Google Search illustrates the concept in its purest form. The barrier to entry in search is low — anyone can build a search engine, and Microsoft spent billions building Bing. The barrier to competition is astronomical. Google processes over 8.5 billion queries per day, each one generating data that improves the algorithm's relevance, which increases user satisfaction, which drives more queries, which generates more data. Two decades of this compounding loop have created a data advantage that no rival can replicate through investment alone. Microsoft has poured more than $100 billion into Bing since 2009. Its global search market share has never exceeded 4%. The barrier isn't that Microsoft can't enter the market — it entered years ago. The barrier is that Google's accumulated data advantage makes competitive parity functionally impossible. Bing can match Google's infrastructure. It cannot match Google's twenty years of behavioural data from billions of daily interactions.

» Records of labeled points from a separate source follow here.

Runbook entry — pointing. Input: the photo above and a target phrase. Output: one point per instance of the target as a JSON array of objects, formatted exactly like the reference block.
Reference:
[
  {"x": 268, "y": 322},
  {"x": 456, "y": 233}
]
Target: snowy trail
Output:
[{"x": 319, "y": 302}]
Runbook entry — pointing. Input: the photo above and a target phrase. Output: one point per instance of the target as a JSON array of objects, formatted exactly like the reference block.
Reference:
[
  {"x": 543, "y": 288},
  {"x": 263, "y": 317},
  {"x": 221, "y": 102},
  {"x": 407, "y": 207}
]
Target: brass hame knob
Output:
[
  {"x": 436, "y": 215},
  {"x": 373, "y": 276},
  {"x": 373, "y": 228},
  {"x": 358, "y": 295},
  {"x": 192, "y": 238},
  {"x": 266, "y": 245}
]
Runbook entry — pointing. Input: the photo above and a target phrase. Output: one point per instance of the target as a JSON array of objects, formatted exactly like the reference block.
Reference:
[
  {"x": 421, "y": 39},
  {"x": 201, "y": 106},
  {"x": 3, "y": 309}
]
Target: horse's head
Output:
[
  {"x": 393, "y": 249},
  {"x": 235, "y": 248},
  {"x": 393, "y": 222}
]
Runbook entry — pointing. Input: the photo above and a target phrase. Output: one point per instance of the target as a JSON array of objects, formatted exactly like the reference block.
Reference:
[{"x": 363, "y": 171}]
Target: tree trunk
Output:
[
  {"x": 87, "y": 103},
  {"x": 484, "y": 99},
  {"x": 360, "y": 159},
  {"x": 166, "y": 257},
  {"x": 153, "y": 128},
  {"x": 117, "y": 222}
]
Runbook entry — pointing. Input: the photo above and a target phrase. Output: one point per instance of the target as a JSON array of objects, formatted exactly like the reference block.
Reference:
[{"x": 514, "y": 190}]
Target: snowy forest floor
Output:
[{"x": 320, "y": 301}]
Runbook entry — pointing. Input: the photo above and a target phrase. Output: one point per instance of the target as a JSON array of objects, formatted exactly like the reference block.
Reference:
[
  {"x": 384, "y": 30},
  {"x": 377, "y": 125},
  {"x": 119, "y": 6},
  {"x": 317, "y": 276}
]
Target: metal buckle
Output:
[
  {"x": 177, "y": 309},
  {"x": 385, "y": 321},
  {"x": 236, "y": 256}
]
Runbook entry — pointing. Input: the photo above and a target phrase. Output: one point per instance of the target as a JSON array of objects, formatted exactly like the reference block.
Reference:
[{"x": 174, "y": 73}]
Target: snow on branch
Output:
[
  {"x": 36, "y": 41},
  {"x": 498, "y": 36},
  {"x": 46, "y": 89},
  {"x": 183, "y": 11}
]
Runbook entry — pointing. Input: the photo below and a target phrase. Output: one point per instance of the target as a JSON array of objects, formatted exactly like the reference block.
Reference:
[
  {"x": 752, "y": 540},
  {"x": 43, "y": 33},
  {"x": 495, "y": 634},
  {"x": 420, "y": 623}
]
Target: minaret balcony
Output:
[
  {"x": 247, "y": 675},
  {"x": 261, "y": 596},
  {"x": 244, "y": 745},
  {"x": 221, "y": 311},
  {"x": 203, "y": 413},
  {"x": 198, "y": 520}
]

TSMC occupies the opposite end of the industry spectrum — physical manufacturing rather than digital services — but the structural logic is identical. By 2024, TSMC commanded over 90% of the global market for advanced semiconductors at the 5nm node and below. Intel and Samsung are both in the market. Both have spent tens of billions in capital expenditure attempting to close the gap. Neither has succeeded. TSMC's barrier to competition is a compound of proprietary process knowledge accumulated over three decades of fabrication refinement, yield rates that took years of production learning to achieve, and an ecosystem of design tool partnerships optimised for TSMC's specific manufacturing process. Samsung can build a fab. It cannot replicate the institutional knowledge embedded in TSMC's engineering teams, supply chain relationships, and process libraries. The barrier is not capital — Samsung has capital. The barrier is accumulated learning that compounds over time and cannot be purchased at any price.
Meta's Facebook demonstrates how network effects at scale become barriers to competition that even well-funded rivals cannot overcome. Google launched Google+ in 2011 with the full weight of the world's most powerful internet company behind it — integrated across Gmail, YouTube, Android, and Google Search. By 2014, it was effectively dead. The product was arguably comparable. The distribution was arguably superior. What Google+ could not replicate was the social graph — the two billion connections already formed on Facebook that represented years of relationship-building, photo-sharing, and group membership. Each user's network was their barrier to switching. Google didn't fail because its product was worse. It failed because the cost to users of rebuilding their social graph on a new platform exceeded the benefit of any feature improvement Google could offer.